In addition, it is worthwhile to pay attention to the fact that the screening results of negative HRFQ & FIT have the highest detection rate of intestinal disease and the second highest detection rate of AA, and this group of patients has poor compliance (voluntary colonoscopy and lack of physician recommendation), which requires additional attention in the follow-up study ( Tables 9–3 , 9–4 and Figure 7–2 ).

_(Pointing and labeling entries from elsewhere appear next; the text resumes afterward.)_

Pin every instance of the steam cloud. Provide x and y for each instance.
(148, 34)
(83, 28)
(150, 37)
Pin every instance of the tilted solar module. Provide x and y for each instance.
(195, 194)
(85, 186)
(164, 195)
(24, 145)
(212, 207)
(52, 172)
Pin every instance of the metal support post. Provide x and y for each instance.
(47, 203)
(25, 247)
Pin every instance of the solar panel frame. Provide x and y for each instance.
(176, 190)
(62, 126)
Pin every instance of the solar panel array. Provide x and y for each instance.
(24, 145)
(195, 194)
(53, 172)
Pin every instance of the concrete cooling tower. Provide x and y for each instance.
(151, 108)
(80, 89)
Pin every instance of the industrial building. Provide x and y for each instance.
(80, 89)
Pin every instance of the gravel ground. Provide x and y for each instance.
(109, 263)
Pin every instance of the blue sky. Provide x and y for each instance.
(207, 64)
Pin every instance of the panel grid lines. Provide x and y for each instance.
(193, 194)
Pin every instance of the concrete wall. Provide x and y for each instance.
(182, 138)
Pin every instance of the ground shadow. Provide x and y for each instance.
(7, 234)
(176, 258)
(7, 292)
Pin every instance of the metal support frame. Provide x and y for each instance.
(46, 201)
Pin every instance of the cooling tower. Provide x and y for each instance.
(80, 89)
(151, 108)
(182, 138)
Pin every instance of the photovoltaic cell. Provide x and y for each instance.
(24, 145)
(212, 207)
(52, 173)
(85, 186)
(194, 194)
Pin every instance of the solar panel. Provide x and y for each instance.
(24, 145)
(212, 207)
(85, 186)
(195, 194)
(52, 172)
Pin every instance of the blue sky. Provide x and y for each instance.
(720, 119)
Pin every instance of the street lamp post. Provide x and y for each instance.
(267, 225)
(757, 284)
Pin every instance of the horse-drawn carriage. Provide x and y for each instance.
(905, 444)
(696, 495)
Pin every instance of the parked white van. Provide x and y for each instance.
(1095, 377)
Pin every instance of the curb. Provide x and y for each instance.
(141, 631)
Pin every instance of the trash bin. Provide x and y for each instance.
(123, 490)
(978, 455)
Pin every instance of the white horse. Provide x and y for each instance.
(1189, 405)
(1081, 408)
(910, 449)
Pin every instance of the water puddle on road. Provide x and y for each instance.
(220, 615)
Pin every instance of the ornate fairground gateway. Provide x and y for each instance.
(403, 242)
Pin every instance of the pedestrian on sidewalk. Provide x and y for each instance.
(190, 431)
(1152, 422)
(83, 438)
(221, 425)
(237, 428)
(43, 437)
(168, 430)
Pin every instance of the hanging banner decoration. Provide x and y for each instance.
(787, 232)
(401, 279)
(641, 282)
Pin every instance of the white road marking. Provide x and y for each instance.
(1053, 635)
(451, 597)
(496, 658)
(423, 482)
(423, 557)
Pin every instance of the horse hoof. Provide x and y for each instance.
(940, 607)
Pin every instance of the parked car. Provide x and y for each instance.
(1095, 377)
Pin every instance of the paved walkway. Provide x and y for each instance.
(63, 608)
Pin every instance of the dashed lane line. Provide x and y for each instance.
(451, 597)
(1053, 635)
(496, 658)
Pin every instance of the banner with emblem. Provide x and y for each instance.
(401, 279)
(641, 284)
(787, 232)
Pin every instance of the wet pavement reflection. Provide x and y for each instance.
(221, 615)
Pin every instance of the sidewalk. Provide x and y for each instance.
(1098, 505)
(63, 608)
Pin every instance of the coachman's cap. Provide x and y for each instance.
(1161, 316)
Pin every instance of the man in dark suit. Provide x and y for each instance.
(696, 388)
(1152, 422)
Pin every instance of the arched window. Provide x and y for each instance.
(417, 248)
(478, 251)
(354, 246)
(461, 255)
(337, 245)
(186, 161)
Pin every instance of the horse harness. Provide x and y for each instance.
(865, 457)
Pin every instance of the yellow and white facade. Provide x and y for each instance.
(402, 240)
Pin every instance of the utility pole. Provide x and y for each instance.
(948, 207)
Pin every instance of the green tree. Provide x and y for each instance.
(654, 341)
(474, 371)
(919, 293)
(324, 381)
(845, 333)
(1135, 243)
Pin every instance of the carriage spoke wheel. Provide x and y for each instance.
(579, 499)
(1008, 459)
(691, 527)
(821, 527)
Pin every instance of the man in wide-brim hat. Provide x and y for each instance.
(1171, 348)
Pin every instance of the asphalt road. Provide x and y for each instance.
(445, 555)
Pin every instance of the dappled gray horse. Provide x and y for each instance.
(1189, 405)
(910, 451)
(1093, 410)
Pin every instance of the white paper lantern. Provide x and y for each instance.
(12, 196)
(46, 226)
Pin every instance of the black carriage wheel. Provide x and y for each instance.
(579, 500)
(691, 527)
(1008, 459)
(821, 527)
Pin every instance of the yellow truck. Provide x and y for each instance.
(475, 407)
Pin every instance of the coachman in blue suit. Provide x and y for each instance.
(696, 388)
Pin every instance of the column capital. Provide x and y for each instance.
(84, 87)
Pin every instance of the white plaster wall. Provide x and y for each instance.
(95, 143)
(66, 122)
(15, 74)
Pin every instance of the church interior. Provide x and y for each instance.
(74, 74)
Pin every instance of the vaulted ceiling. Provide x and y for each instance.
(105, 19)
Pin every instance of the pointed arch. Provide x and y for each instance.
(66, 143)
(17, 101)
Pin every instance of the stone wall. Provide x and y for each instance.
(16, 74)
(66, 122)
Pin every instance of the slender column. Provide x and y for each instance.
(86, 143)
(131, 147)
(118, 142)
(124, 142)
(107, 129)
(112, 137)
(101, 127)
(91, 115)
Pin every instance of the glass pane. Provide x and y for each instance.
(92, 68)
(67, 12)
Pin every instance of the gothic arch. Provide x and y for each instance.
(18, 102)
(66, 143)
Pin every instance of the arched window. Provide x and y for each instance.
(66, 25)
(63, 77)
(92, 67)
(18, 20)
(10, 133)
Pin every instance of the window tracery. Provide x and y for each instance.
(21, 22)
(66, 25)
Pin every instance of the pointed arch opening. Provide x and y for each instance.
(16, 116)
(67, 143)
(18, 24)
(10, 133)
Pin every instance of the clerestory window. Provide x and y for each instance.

3.5 Evaluation of the Diagnostic Performance of Colonoscopy
3.5.1 Disease Detection in the Population Undergoing Colonoscopy
A total of 1,993 CRC cases were detected in residents who accepted colonoscopy. CRC detection rate in males (2.86%) was higher than in females (1.98%) ( Table 10 and Figure 8A ). The detection rate in the 40-49, 50-59, 60-69, and 70-74 age groups was 0.76%, 1.54%, 2.83%, and 5.15% ( Table 10 and Figure 8E ), respectively, and was also higher in central urban areas (3.05%) than in agriculture-related areas (1.89%) ( Table 10 and Figure 8M ).
Table 10.
n | Detection rate (%) | Gender | Age group | Occupation | P value | Residential area | P value | Education | P value | ||||||||
---|---|---|---|---|---|---|---|---|---|---|---|---|---|---|---|---|---|
Male | Female | 40-49 | 50-59 | 60-69 | 70-74 | mental work | manual work | ②* | ③* | ④* | ⑤* | ||||||
CRC | 1993 | 2.39 | 1119 (2.86) | 874 (1.98) | 70 (0.76) | 408 (1.54) | 1134 (2.83) | 381 (5.15) | 589# (2.34) | 1393# (2.42) | 0.473 | 1098 (3.05) | 894 (1.89) | 0.000 | 413# (2.26) | 1569# (2.44) | 0.152 |
AA | 5212 | 6.26 | 3281 (8.40) | 1931 (4.37) | 267 (2.90) | 1337 (5.04) | 2882 (7.19) | 726 (9.81) | 1605# (6.37) | 3583# (6.23) | 0.432 | 2614 (7.27) | 2598 (5.50) | 0.000 | 968 (5.29) | 4208 (6.55) | 0.000 |
Polyp | 30204 | 36.29 | 16683 (42.70) | 13521 (30.61) | 2588 (28.09) | 9214 (34.71) | 15399 (38.42) | 3003 (40.56) | 9187# (36.46) | 20849# (36.23) | 0.520 | 13683 (38.04) | 16518 (34.95) | 0.000 | 6130 (33.50) | 23850 (37.10) | 0.000 |
CRC+AA+Polyp | 37409 | 44.94 | 21083 (53.96) | 16326 (36.96) | 2925 (31.75) | 10959 (41.29) | 19415 (48.44) | 4110 (55.51) | 11381# (45.17) | 25825# (44.87) | 0.433 | 17395 (48.36) | 20010 (42.33) | 0.000 | 7511 (41.05) | 29627 (46.09) | 0.000 |
missing values for occupation are 406; missing values for residential area are 8; missing values for education are 542;
②*:central urban; ③*:agriculture-related areas; ④*:Elementary School/below; ⑤*:Elementary school above;
#No significant differences were observed between groups; And statistically significant differences were detected between the other groups.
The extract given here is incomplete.